André Trocmé (1901-1971)

French Pastor Who Spoke Out Against Fascism

André TrocméAndré Trocmé was the Protestant pastor of the small village of Le Chambon in France. Born into a Huguenot family in Catholic France he understood first-hand the experience of living in a religious minority. Then, in World War I, he was a refugee as his family fled the horrors of the trenches. Perhaps these experiences helped shape his compassion toward those who were vulnerable and homeless.

Resistance to Fascism

When he took the pastorate at Le Chambon in 1934, Trocmé preached on the principles of love of God and one’s neighbor, based on Jesus’ teachings in the Sermon on the Mount. Those principles, lived out by Trocmé and Magda, his wife, filtered into the congregation. Then in 1940, France fell to Nazi Germany. Le Chambon was in the formally independent Vichy region, but as fascism spread into the countryside Trocmé spoke against the rising spirit of fear and hatred. As the stand of the village against fascism was passed on by word of mouth, refugees and those fearing persecution made their way to Le Chambon.

Sheltering of Jews During Nazism’s Reign

In 1942 the Nazis ordered all Jews to be delivered for deportation. Formal resistence to the deportation began around the church elders and presbytery. Jewish refugees were hidden in the village and surrounding homes in spite of searches by the Vichy police and later the Gestapo. Trocmé was arrested briefly and later went into hiding himself, but the resistance continued.
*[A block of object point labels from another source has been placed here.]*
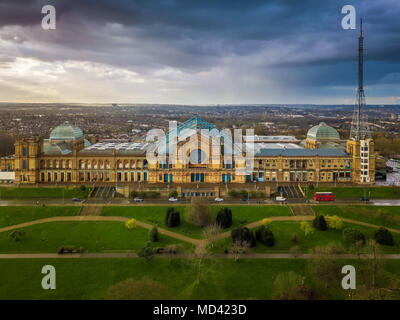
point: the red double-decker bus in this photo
(324, 196)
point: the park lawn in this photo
(388, 216)
(43, 193)
(91, 278)
(222, 279)
(13, 215)
(285, 230)
(92, 236)
(155, 214)
(354, 193)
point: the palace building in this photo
(67, 157)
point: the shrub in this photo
(265, 236)
(146, 252)
(319, 223)
(243, 237)
(173, 194)
(233, 194)
(172, 218)
(306, 228)
(334, 222)
(134, 194)
(153, 234)
(353, 236)
(130, 224)
(16, 235)
(266, 222)
(383, 236)
(224, 218)
(154, 194)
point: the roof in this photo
(323, 132)
(301, 152)
(125, 148)
(66, 132)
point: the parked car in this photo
(280, 199)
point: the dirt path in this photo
(200, 244)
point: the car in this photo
(280, 199)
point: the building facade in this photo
(68, 158)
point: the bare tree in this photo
(211, 233)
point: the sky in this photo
(197, 52)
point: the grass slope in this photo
(92, 236)
(19, 214)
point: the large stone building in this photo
(68, 158)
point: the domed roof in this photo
(323, 132)
(66, 132)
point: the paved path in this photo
(185, 256)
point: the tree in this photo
(172, 218)
(383, 236)
(153, 234)
(322, 265)
(265, 236)
(16, 235)
(334, 222)
(353, 236)
(319, 223)
(146, 252)
(211, 233)
(173, 194)
(290, 286)
(143, 289)
(243, 236)
(130, 224)
(306, 228)
(224, 218)
(200, 213)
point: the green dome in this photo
(66, 132)
(323, 132)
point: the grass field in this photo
(354, 193)
(388, 216)
(222, 279)
(15, 215)
(284, 231)
(42, 193)
(92, 236)
(155, 214)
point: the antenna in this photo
(359, 126)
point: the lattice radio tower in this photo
(359, 126)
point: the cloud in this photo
(200, 51)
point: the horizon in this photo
(198, 54)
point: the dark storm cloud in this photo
(297, 42)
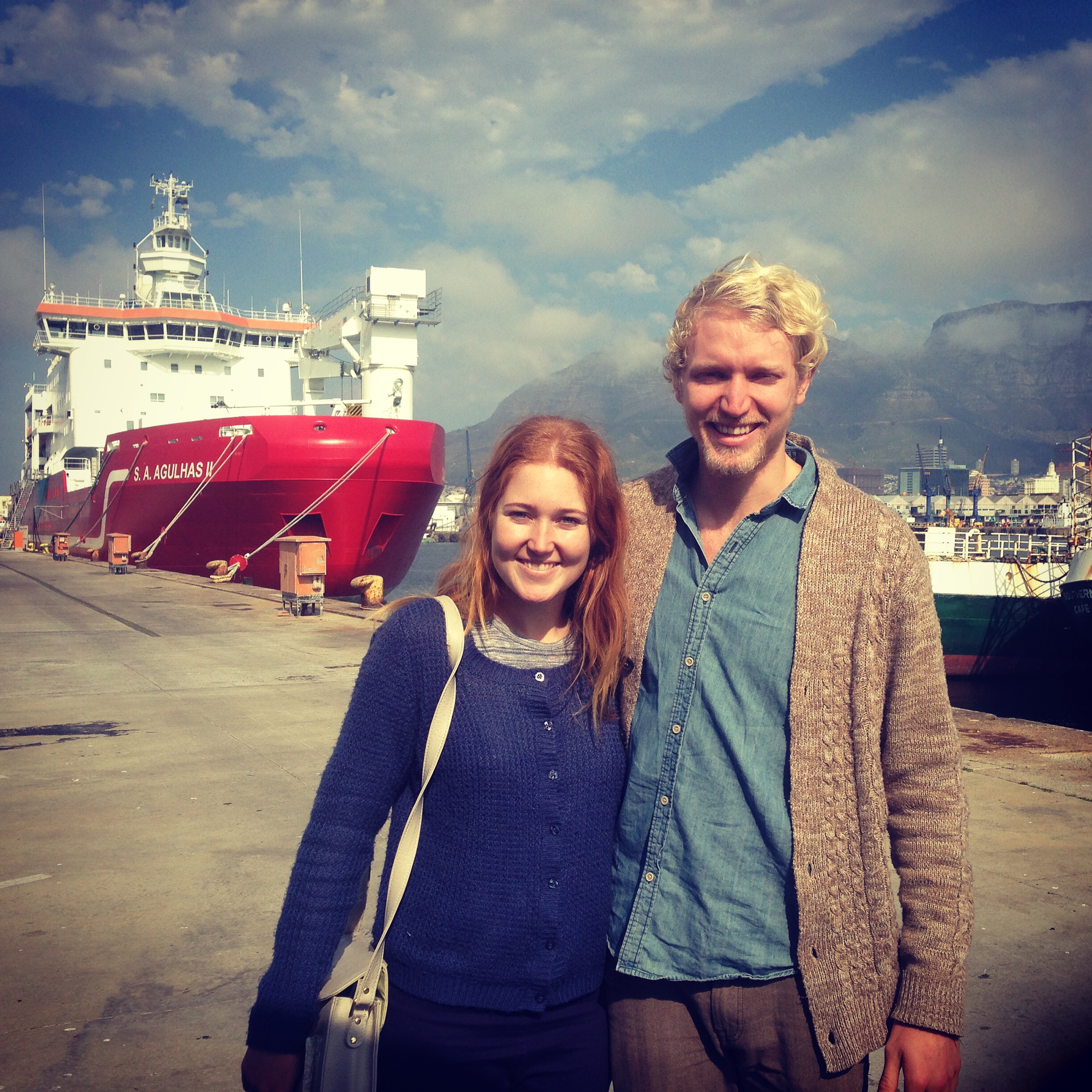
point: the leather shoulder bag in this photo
(342, 1054)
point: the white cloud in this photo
(495, 108)
(103, 268)
(315, 201)
(628, 278)
(91, 194)
(979, 190)
(495, 337)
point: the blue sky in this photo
(564, 171)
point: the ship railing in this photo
(266, 315)
(974, 545)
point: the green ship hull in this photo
(992, 635)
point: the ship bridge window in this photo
(189, 299)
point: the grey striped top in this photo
(500, 645)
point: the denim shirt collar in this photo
(798, 494)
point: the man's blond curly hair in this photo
(774, 296)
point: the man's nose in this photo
(735, 397)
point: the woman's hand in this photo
(270, 1073)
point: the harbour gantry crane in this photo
(976, 489)
(927, 486)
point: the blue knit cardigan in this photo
(507, 906)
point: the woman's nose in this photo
(540, 540)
Approximately 2,500 Jews were sheltered by the villagers of Le Chambon, a small number amid the slaughter of millions in the Holocaust. But, in the entire nation of France, Le Chambon was the safest place for Jews to be. As the preacher and conscience of his community, André Trocmé called his flock to a faith that was willing to risk one’s own life to protect the lives of those victimized by hatred and bigotry.


André Trocmé died in 1971. In the following year Israel posthumously awarded him the Medal of Righteousness. A tree was planted in the Yad Vashem memorial, honoring him as one of the righteous among the nations.